Jakarta – Gen Z , yakni kaum muda kelahiran 1990-an akhir hingga awal 2010-an, kerap dilabeli sebagai generasi yang tidak tahan banting. Sedikit-sedikit mengeluh, termasuk di lingkungan tempat kerja.
Praktisi kesehatan mental Prof dr Siswanto Agus Wilopo, SU, M.Sc, Sc.D mengatakan anggapan tersebut ada benarnya. Faktanya, kondisi ini memang banyak dikeluhkan oleh generasi yang lebih senior.
“Pengalaman para pengusaha yang baru saja meng-hire anak-anak muda, itu lebih rentan lebih mudah give up, lebih mudah pindah,” kata Prof Siswanto, yang juga guru besar Fakultas Kedokteran, Kesehatan Masyarakat, dan Keperawatan, Universitas Gadjah Mada (FKKMK UGM), Jumat (29/11/2024).
Kesehatan Mental Gen Z Begitu Penting Bersama kesehatan Fisik
Meski demikian, Prof Siswanto menekankan bahwa kesehatan mental sama pentingnya dengan kesehatan fisik. Kenyataannya dalam keseharian, kesehatan mental kerap lebih jarang mendapat perhatian, dan bahkan cenderung disembunyikan. “Harus dipahami definisi sehat itu sendiri. Sehat itu bukan hanya sehat fisik, tetapi juga mental dan sosial,” jelas Prof Siswanto.
Dikutip dari WHO, faktor lingkungan kerja menjadi aspek penting yang tidak bisa diabaikan. WHO mencatat bahwa dengan 60% populasi global berada dalam dunia kerja, langkah-langkah mendesak perlu diambil untuk melindungi kesehatan mental di tempat kerja. Kolaborasi antara pemerintah, pengusaha, dan pemangku kepentingan lainnya sangat penting untuk menciptakan lingkungan kerja yang mendukung.
Hal ini terutama berlaku bagi Gen Z, yang menunjukkan kebutuhan akan lingkungan kerja yang nyaman agar dapat bekerja dengan baik.
Menurut Thackla (20), seorang karyawan magang di Jakarta Selatan, bersosialisasi dengan atasan dan rekan kerja yang nyaman menjadi kunci dalam mengatasi stres di tempat kerja.
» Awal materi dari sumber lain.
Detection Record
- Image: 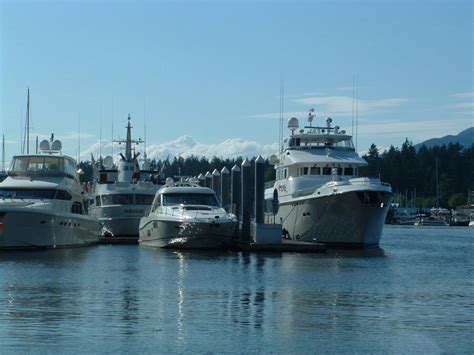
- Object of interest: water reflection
[0,229,474,353]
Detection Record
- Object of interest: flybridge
[284,109,354,150]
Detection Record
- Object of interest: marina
[0,0,474,355]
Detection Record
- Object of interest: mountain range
[414,127,474,149]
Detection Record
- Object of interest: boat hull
[0,207,101,249]
[139,220,238,249]
[277,191,392,247]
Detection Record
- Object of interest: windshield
[102,194,155,206]
[10,155,77,179]
[163,193,219,207]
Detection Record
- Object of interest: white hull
[277,191,392,246]
[139,218,237,249]
[0,206,100,249]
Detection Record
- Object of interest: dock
[242,239,327,253]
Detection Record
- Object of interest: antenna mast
[356,74,359,151]
[143,97,146,159]
[278,72,285,158]
[99,105,102,159]
[110,96,114,156]
[77,112,81,164]
[351,75,355,136]
[26,88,30,154]
[21,88,30,154]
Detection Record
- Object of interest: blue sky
[0,0,474,163]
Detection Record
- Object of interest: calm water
[0,227,474,353]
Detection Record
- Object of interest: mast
[99,105,102,159]
[110,96,114,156]
[21,88,30,154]
[435,157,439,208]
[2,134,5,171]
[125,114,132,161]
[77,112,81,164]
[143,98,146,159]
[26,88,30,154]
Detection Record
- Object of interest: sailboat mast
[2,134,5,171]
[435,157,439,208]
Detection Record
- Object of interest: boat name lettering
[124,209,144,213]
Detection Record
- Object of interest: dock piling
[230,165,242,220]
[254,155,265,223]
[212,169,222,203]
[240,159,253,242]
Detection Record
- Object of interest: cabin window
[135,194,154,205]
[71,202,83,214]
[311,166,321,175]
[102,194,133,205]
[163,193,219,207]
[56,190,72,201]
[0,189,56,200]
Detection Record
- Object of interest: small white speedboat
[139,179,238,249]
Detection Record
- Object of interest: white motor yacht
[265,110,392,246]
[139,179,238,249]
[90,115,162,243]
[0,136,101,249]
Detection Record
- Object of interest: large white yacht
[90,115,161,243]
[0,136,100,249]
[139,181,238,249]
[265,110,392,246]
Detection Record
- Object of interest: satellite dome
[104,155,114,169]
[288,117,300,131]
[40,139,49,150]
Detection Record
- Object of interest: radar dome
[268,154,280,165]
[40,139,49,150]
[51,139,63,150]
[104,155,114,169]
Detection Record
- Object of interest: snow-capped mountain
[81,135,278,161]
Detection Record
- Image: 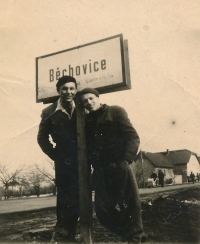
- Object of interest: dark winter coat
[37,102,78,166]
[86,105,140,166]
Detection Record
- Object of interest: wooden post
[141,149,145,188]
[76,96,93,244]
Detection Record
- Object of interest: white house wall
[187,155,200,175]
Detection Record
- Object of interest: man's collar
[55,98,76,116]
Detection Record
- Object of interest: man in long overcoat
[37,76,79,240]
[80,88,144,243]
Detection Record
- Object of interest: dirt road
[0,184,200,244]
[0,183,200,214]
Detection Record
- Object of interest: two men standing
[38,76,144,243]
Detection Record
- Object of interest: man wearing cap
[37,76,79,240]
[80,88,146,243]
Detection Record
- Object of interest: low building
[160,149,200,183]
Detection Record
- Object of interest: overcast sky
[0,0,200,170]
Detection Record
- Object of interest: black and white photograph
[0,0,200,244]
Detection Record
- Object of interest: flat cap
[80,88,99,97]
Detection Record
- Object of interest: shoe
[51,231,60,243]
[141,233,148,243]
[128,234,148,244]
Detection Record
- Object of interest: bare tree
[0,164,24,199]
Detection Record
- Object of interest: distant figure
[197,173,199,182]
[158,169,164,187]
[190,172,195,184]
[151,171,157,186]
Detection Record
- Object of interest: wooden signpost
[36,34,131,244]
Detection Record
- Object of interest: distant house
[159,149,200,183]
[135,151,174,187]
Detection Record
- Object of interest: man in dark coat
[158,169,165,187]
[80,88,147,243]
[37,76,79,240]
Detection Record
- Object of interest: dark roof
[160,149,192,165]
[142,152,174,168]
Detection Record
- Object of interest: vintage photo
[0,0,200,244]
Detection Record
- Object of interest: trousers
[93,162,144,240]
[55,158,80,234]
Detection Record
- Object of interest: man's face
[58,82,77,102]
[81,93,100,112]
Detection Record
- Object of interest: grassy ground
[0,186,200,244]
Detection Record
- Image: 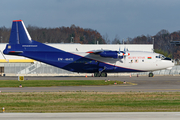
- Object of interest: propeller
[118,47,130,63]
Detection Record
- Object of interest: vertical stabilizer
[9,20,32,44]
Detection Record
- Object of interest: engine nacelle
[99,51,118,58]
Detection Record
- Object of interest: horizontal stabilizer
[9,20,32,44]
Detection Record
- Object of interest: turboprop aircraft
[3,20,174,77]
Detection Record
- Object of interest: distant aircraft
[3,20,174,77]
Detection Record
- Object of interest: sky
[0,0,180,41]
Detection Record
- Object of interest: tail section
[9,20,32,44]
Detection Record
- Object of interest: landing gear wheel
[101,72,107,77]
[149,73,154,77]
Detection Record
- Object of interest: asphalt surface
[0,112,180,120]
[0,76,180,92]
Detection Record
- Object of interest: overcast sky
[0,0,180,40]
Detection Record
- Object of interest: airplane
[3,20,174,77]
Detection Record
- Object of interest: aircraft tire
[94,72,99,77]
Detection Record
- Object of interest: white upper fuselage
[73,51,174,71]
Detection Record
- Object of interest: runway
[0,112,180,120]
[0,76,180,92]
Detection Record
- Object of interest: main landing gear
[94,72,107,77]
[149,72,154,77]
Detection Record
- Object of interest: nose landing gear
[149,72,154,77]
[94,72,107,77]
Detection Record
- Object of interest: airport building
[0,43,180,76]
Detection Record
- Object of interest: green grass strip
[0,80,123,87]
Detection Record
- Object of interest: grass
[0,92,180,112]
[0,80,123,87]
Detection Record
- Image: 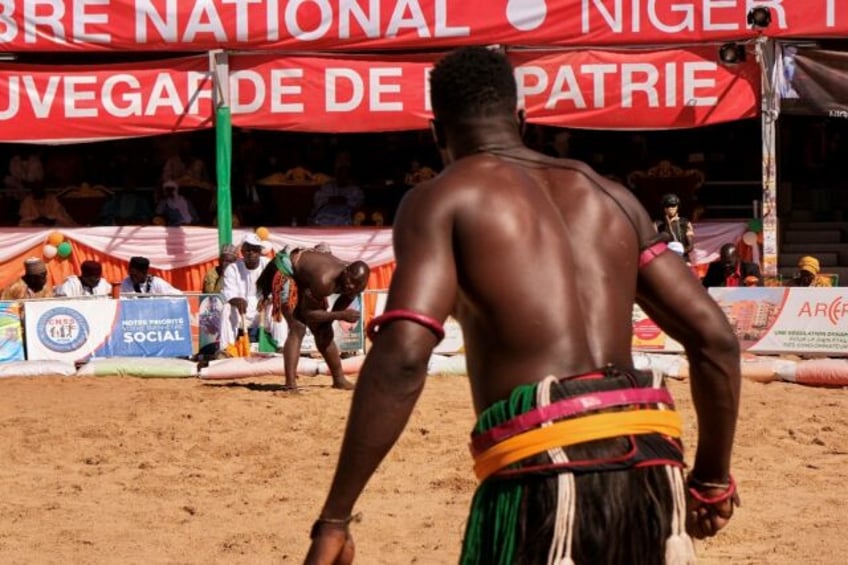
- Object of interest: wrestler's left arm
[307,180,457,563]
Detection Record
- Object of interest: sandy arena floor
[0,377,848,565]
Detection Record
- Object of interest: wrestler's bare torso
[292,249,347,319]
[388,148,651,412]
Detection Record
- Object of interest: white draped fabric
[0,221,747,270]
[689,222,756,265]
[0,226,394,270]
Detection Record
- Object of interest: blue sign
[0,302,24,363]
[100,298,192,357]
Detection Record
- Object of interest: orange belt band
[474,410,682,481]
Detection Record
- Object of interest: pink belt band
[470,388,674,455]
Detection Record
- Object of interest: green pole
[215,106,233,249]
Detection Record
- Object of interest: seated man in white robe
[219,234,287,355]
[53,261,112,298]
[121,257,183,294]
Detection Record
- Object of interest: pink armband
[365,310,445,341]
[639,241,668,269]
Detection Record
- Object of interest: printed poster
[300,294,365,354]
[186,293,224,354]
[24,297,192,362]
[0,302,24,363]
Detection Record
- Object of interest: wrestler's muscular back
[400,149,639,411]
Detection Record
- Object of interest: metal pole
[756,37,780,277]
[209,50,233,248]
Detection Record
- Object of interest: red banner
[0,56,212,143]
[230,55,438,133]
[0,45,759,142]
[230,45,760,132]
[0,0,788,52]
[510,45,760,129]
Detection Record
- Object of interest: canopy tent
[0,0,848,274]
[0,0,848,52]
[0,44,760,143]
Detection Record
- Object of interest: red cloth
[724,264,742,286]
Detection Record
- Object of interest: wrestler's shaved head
[339,261,371,295]
[430,47,518,123]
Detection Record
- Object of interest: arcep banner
[0,45,759,142]
[0,56,212,143]
[0,0,788,52]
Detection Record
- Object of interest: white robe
[218,257,288,350]
[121,275,183,294]
[53,275,112,297]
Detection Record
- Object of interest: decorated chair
[57,182,113,226]
[627,161,704,220]
[256,167,330,226]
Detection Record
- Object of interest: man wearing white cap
[0,257,53,300]
[121,257,183,294]
[56,261,112,297]
[219,233,286,354]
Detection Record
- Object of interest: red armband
[365,310,445,341]
[686,475,736,504]
[639,241,668,269]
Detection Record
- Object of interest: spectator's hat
[662,193,680,208]
[80,261,103,277]
[24,257,47,275]
[130,257,150,271]
[798,255,821,275]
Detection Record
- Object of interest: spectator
[162,139,209,182]
[100,177,153,226]
[0,257,53,300]
[311,152,365,226]
[55,261,112,297]
[788,255,833,287]
[219,234,286,357]
[654,194,695,263]
[156,180,200,226]
[703,243,763,288]
[203,245,238,294]
[18,181,77,227]
[121,257,183,294]
[3,153,44,200]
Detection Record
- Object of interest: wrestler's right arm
[306,184,457,565]
[625,197,742,538]
[614,180,742,490]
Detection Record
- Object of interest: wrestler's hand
[304,527,355,565]
[339,308,362,324]
[230,296,247,314]
[686,489,742,539]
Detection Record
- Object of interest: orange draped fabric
[0,241,395,296]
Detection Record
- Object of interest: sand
[0,370,848,565]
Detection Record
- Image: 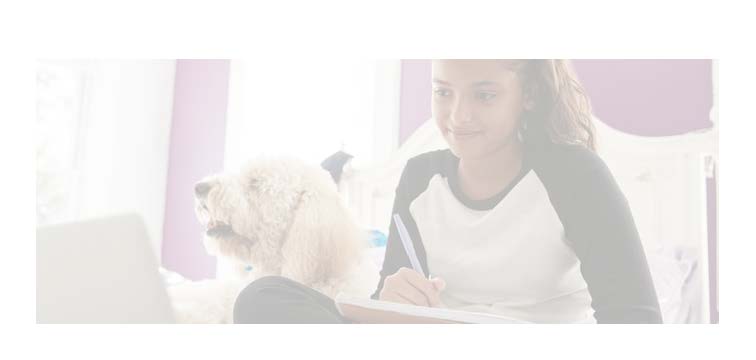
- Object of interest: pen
[394,214,431,279]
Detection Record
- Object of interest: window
[225,58,400,169]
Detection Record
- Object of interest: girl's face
[432,60,525,159]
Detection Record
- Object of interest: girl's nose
[451,96,472,124]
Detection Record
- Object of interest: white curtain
[37,60,175,258]
[225,56,400,168]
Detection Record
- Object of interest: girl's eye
[475,91,496,101]
[433,88,451,97]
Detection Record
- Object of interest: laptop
[37,215,175,324]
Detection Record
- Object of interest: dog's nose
[194,181,210,197]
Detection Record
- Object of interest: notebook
[336,293,527,324]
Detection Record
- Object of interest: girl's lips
[447,129,483,139]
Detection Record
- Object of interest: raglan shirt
[373,145,662,323]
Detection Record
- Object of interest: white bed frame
[339,117,718,323]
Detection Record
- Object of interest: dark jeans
[234,276,350,324]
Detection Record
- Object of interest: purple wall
[162,60,229,280]
[573,60,713,136]
[399,60,713,143]
[399,60,431,144]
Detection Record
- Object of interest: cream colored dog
[190,158,378,304]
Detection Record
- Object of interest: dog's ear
[281,192,366,285]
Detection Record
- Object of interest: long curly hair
[507,59,596,150]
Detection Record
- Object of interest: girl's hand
[379,267,446,307]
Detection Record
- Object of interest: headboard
[339,119,717,322]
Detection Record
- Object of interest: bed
[338,119,717,323]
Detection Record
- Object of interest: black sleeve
[542,149,662,323]
[371,153,440,300]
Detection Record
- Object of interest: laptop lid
[37,215,174,324]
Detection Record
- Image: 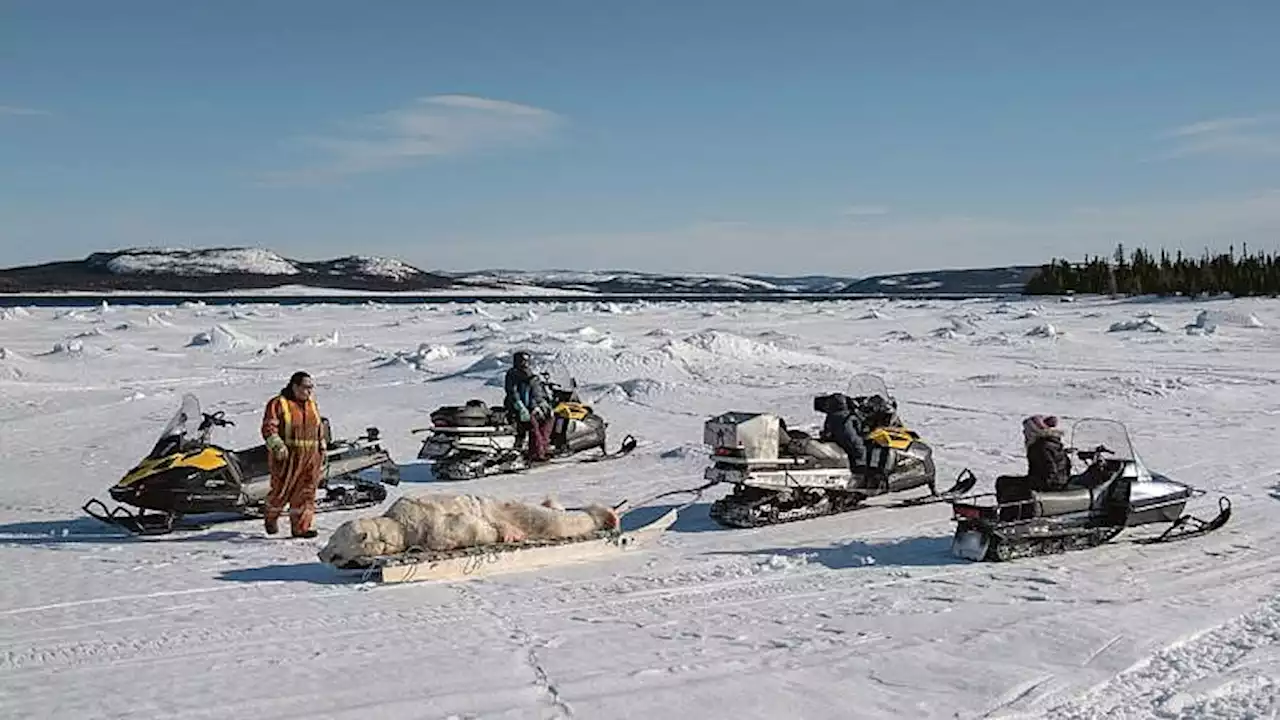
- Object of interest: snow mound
[462,323,507,334]
[104,247,301,277]
[187,324,262,352]
[1107,318,1169,333]
[330,255,424,282]
[276,331,338,348]
[378,342,456,372]
[1187,310,1265,334]
[662,331,829,365]
[933,315,978,337]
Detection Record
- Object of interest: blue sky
[0,0,1280,275]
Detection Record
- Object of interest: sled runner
[342,509,678,583]
[703,374,977,528]
[951,419,1231,561]
[81,395,399,536]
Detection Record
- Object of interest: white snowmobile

“Bersosialisasi dengan atasan dan rekan kerja senyamannya, biar bisa mengatasi depresi di tempat kerja, dan juga healing dengan cara masing-masing,” jelas Thackla.
Fadhil (20), seorang karyawan magang lainnya, menekankan pentingnya dukungan dari senior dan rekan kerja untuk mengurangi tekanan psikologis.
“Kalau senior atau rekan kerjanya baik dan support, saya jadi segan dan lebih hormat. Kalau galak, saya kayak ‘apa sih?’,” ungkap Fadhil.